The global economic slowdown appears to be blunting the benefit of the rupee’s depreciation on remittances this year: Non-resident Indians are likely to send $71 billion to the country, against $70 billion last year. The latest issue of the World Bank’s Migration and Development Brief said India would continue to top the chart of countries receiving remittances. This year, remittances to China would stand at $60 billion, the Philippines $26 billion, Mexico $22 billion, Nigeria $21 billion and Egypt $20 billion, the report said.
Last year, remittances to China stood at $66 billion, the Philippines and Mexico $24 billion each and Nigeria $21 billion. This year, the remittances to India would be higher than what the country is expected to earn through information technology exports. India received $35.6 billion of remittances in the first half of this year, slightly higher than the total receipts from exports of telecommunications, computer and information services during the period, the report showed. “In India, remittances are higher than the earnings from IT exports. With the weakening of the rupee, a surge in remittances is expected, as NRIs take advantage of cheaper goods, services and assets back home,” said the report.
World Bank Chief Economist and Senior Vice-President Kaushik Basu said: “To put this in perspective, this is three times the FDI (foreign direct investment) it (India) received in 2012.” That year, India had drawn $22.78 billion of FDI. “Remittances act as a major counter-balance when capital flows weaken, as was the case in the wake of the US Fed announcing its intention to rein in its liquidity injection programme. Also, when a nation’s currency weakens, inward remittances rise and, as such, act as an automatic stabiliser,” Basu said.

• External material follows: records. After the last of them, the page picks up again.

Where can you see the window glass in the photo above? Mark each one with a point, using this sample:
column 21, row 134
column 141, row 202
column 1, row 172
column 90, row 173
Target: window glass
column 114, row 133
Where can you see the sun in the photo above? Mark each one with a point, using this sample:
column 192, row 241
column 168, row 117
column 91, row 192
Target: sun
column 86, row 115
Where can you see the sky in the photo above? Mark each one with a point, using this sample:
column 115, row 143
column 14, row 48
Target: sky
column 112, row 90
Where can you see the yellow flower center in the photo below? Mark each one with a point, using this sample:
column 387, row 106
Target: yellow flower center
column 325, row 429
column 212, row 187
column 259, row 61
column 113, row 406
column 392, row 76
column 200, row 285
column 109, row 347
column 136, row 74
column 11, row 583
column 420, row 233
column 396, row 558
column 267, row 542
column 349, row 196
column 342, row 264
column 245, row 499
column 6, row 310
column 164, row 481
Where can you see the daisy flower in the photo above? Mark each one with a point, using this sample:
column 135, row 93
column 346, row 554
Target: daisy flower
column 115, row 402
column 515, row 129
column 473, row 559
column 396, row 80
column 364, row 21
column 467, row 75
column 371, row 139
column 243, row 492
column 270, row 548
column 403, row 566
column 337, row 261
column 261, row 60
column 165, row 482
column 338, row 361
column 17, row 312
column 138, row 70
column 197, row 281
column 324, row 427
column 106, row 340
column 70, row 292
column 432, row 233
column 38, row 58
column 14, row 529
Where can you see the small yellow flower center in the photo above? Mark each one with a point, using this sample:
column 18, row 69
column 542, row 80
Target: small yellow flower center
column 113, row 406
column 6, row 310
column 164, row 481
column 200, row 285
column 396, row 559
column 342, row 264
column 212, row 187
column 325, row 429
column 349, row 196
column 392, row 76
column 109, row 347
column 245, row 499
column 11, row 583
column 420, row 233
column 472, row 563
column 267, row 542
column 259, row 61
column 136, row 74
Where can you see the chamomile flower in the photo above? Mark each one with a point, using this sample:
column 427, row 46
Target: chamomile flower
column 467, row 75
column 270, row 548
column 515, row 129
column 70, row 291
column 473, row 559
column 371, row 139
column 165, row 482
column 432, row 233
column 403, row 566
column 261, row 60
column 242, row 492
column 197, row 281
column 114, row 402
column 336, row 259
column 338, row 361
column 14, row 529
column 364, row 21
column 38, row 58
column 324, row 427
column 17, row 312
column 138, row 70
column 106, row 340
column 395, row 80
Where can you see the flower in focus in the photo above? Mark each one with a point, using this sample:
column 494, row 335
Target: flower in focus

However, the estimated rise in remittances to India is extremely low compared to the rupee’s depreciation, as is evident from remittances as percentage of gross domestic product. In 2012, India’s nominal GDP stood at Rs 97,15,588 crore. At that time, the average value of the rupee stood at 53.38/dollar. As such, India’s GDP was $1820 billion. At $70 billion, remittances accounted for 3.85 per cent of GDP last year.
Assuming India’s nominal GDP grows 13.4 per cent this year (as stated in Budget 2013-14), over 2012-13, GDP would stand at Rs 1,10,17,477 crore. Considering the rupee’s average value of 57.36/dollar till September is applicable for the rest of the year, GDP would stand at $1,921 billion. Remittances of $71 billion would mean 3.69 per cent of GDP. As such, there would be a marginal fall in remittances, in terms of proportion of GDP.
This, however, is miniscule compared to other countries. In 2012, as percentage of GDP, the top recipients of remittances were Tajikistan (48 per cent), Kyrgyz Republic (31 per cent), Lesotho and Nepal (25 per cent each) and Moldova (24 per cent).
Globally, the developing world is expected to receive $414 billion in remittances this year, a rise of 6.3 per cent compared to last year. The remittances are estimated to rise to $540 billion by 2016.
According to World Bank estimates, together, India and China would account for about a third of total remittances to the developing world this year. Globally, 232 million international migrants were expected to remit earnings worth $550 billion this year and about $700 billion by 2016, the report said.
Growth in remittances has been robust in all regions except Latin America and the Caribbean, where growth fell, owing to the slowdown in the US.